Fannie Mae reports that consumer sentiment toward housing is at the lowest level in a decade. The Fannie Mae Home Purchase Sentiment Index fell 2.0 points in July to 62.8, its lowest level since 2011 and well below the all-time high set in 2019. Surveyed consumers continue to express pessimism about homebuying conditions, with only 17% of respondents reporting it’s a good time to buy a home. Meanwhile, the percentage of consumers believing it’s a good time to sell has begun ticking downward in recent months, falling from 76% in May to 67% in July.

Lower home prices, declining mortgage rates and more homes available on the market have increased demand for housing in July. Redfin reports that its Homebuyer Demand Index, a measure of requests for home tours and other home-buying services, increased seven points during the last week of July, and mortgage purchase applications were up for the first time in five weeks. “Homebuyers may catch a break this month as rates have come down nearly a point from the recent high on fears of a recession,” said Redfin Deputy Chief Economist Taylor Marr. “There are deals to be had on some homes that have been sitting on the market with reduced prices. General economic uncertainty may continue to keep a lid on homebuyer demand and keep mortgage rates volatile, but the labor market remains a beacon of strength in the economy and the housing market in particular.”

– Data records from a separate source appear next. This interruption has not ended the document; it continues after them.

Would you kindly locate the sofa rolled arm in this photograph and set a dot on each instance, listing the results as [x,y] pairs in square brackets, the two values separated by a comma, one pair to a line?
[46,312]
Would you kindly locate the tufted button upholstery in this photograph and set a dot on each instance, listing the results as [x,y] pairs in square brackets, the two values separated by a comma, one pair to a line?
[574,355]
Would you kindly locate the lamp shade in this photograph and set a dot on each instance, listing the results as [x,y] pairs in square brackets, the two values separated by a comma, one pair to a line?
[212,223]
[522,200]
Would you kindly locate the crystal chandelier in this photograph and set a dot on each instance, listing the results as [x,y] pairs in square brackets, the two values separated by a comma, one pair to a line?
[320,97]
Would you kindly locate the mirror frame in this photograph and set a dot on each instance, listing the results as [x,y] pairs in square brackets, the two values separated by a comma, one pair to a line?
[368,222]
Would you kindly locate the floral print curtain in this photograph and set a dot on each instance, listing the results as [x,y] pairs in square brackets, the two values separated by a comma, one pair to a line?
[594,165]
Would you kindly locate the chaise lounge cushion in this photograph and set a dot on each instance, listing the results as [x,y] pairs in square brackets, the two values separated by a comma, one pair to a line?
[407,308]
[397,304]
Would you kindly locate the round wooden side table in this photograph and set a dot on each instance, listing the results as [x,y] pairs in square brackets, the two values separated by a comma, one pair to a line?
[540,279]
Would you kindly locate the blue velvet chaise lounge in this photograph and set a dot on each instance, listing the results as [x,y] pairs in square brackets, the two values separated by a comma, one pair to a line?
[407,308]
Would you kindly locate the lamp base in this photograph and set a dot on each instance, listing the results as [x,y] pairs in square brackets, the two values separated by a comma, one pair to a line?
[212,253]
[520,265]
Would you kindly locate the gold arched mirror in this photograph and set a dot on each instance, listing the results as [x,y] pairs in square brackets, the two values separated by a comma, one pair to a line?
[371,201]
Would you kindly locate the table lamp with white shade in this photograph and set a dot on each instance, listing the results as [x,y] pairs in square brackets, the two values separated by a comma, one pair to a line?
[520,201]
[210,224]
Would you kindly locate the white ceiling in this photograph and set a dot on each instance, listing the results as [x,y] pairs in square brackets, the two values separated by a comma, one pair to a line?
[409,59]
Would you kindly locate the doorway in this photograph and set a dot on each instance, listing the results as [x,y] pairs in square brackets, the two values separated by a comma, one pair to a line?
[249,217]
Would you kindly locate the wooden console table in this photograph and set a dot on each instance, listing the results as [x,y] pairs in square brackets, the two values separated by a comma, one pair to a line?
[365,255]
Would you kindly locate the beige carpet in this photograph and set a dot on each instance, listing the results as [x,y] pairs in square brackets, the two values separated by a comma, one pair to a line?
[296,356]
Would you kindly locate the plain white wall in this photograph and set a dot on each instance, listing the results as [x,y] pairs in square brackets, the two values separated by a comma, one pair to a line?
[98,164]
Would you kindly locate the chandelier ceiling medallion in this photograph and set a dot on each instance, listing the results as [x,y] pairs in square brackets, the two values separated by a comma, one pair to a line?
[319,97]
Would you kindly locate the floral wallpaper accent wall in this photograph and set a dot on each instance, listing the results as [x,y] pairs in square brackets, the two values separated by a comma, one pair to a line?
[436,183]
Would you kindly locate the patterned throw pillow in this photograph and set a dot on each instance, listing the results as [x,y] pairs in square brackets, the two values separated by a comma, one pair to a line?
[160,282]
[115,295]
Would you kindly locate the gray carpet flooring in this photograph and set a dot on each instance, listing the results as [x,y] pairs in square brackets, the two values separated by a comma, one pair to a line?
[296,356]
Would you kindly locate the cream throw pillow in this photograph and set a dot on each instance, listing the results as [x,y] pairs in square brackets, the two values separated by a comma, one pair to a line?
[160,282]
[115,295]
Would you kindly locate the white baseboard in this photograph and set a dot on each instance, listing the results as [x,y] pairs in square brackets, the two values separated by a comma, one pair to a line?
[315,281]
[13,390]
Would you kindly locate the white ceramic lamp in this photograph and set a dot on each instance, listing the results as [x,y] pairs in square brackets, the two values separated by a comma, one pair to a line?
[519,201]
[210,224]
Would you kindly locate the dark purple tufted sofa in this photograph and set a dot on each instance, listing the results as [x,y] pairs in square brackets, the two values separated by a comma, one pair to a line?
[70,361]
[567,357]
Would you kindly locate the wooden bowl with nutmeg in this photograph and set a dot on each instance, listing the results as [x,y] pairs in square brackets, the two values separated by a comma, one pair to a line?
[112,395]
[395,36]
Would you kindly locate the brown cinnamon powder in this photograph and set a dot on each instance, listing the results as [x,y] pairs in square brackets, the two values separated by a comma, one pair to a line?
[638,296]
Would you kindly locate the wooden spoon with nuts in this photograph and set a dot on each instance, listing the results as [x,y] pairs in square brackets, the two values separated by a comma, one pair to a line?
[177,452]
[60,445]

The closely watched inflation reading Consumer Price Index (CPI) will be released on Wednesday and the Producer Price Index for July on Thursday and will be closely watched for signs of improvement or even higher numbers. CPI is currently running at a 41-year high of 9.1% as prices for goods and services have surged over the past 12 months. The CPI is a measure of the average change over time in the prices paid by consumers for consumer goods and services.